La recensione su Sonatine

di port cros
9 stelle

Un originalissimo stravolgimento delle regole della crime story condotto da Kitano, che porta il film in riva al mare per virarlo in una commedia noir che fa emergere l'inattesa umanità (e giocosità) dei criminali della yakuza.

 

 

Sonatine è una crime story certamente fuori dall'ordinario, con lo stesso Kitano nel ruolo principale di un yakuza, Murakawa, stanco della vita da gangster, ma costretto dal suo boss a guidare una spedizione nella provincia di Okinawa, dove infuria la faida tra due clan rivali, al fine di riportare la pace. Il riluttante Murakawa cerca di sottrarsi, ma alla fine si rassegna a condurre un gruppo mal assortito di giovanissimi ed inesperti soldati della cosca. Ad Okinawa subiscono un attacco da uno dei clan in un locale notturno, a cui reagiscono sterminando gli aggressori. A questo punto il film cambia completamente tono, in quanto la banda si nasconde in una casolare lungo la spiaggia per sfuggire alla rappresaglia e trascorre il tempo oziando e giocando in riva al mare. Murakawa incontra anche una affascinante signora, che salva da un tentativo di stupro, e inizia una relazione con lei.

 

 

Un originalissimo stravolgimento delle regole della crime story viene condotto dal Kitano regista con lo stesso sguardo sguardo spiazzante ed impassibile che alberga il volto del suo Murakawa. Le vicende mafiose costituiscono un pretesto da cui allontanarsi per costruire una commedia noir che fa emergere l'umanità dei personaggi, che più che come killer vengono visti come persone comuni, con le loro idiosincrasie e loro personalità tutto sommato ordinarie e perfino con la loro innocente giocosità.
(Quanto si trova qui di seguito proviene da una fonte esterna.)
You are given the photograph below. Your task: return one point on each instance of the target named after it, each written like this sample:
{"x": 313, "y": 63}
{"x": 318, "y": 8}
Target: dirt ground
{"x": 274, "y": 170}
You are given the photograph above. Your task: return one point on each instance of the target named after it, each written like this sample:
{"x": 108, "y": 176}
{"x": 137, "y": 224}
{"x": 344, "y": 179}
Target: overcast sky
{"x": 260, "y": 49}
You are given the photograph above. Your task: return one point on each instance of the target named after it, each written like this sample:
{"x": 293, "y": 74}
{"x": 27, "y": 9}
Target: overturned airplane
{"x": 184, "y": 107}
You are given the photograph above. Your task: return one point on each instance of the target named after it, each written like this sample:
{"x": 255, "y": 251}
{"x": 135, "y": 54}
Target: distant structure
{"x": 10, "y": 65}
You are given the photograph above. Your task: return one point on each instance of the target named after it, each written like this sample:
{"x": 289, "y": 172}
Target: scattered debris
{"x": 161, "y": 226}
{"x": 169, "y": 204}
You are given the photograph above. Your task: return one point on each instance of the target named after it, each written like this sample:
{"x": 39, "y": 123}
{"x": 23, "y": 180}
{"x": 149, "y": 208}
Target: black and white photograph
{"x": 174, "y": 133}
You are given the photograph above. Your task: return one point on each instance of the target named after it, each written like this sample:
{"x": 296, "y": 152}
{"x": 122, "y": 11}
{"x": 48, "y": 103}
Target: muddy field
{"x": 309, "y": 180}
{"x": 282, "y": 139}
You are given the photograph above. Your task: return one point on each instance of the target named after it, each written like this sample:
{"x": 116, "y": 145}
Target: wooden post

Proprio perché i gangster sono persone comuni, per cui la violenza criminale costituisce semplicemente parte del loro lavoro, la sua rappresentazione filmica da parte di Kitano appare priva di gravitas e tragicità, come nell'annegamento iniziale del debitore insolvente, banalizzato da un umorismo nero e “freddo”. E così un yakuza tiene il muso ad un altro che l'ha accoltellato nella pancia come se fosse un bimbo che gli ha fatto un dispetto, rifiutando la sua offerta di un gelato.

Questa la regressione all'infanzia viene portata a compimento a contatto con la natura marina, una dimensione a parte in cui il tempo sembra fermarsi e le motivazioni della spedizione appaiono quasi dimenticate e anche la morte e la violenza diventano giochi, come la morra cinese / roulette russa a cui Murakawa sfida i giovani scagnozzi, prendendoli in giro. E allora vai di lanci di frisbee e di scherzi scavando buche nella sabbia, per esorcizzare la cruda realtà almeno finché non verrà a bussare alla porta.

 

 

Kitano diverte e si diverte sovvertendo le regole del genere con l'ingenua originalità del suo sguardo, come nella geniale scena della finta lotta sumo sulla spiaggia in cui i due yakuza saltellano come figurine di cartone mentre gli altri battono le mani a terra, mentre il bagno di sangue del regolamento di conti finale rimane fuori scena, lasciato alla nostra immaginazione. E gioca con le nostre aspettative facendo esplodere inaspettatamente la tragedia nella scena finale, che ci spiazza con la triste consapevolezza che la spensieratezza dei giorni in riva al mare poteva costituire per uno come Murakawa, votato alla morte nonostante tutto,  una serena parentesi, ma non certamente un progetto di vita.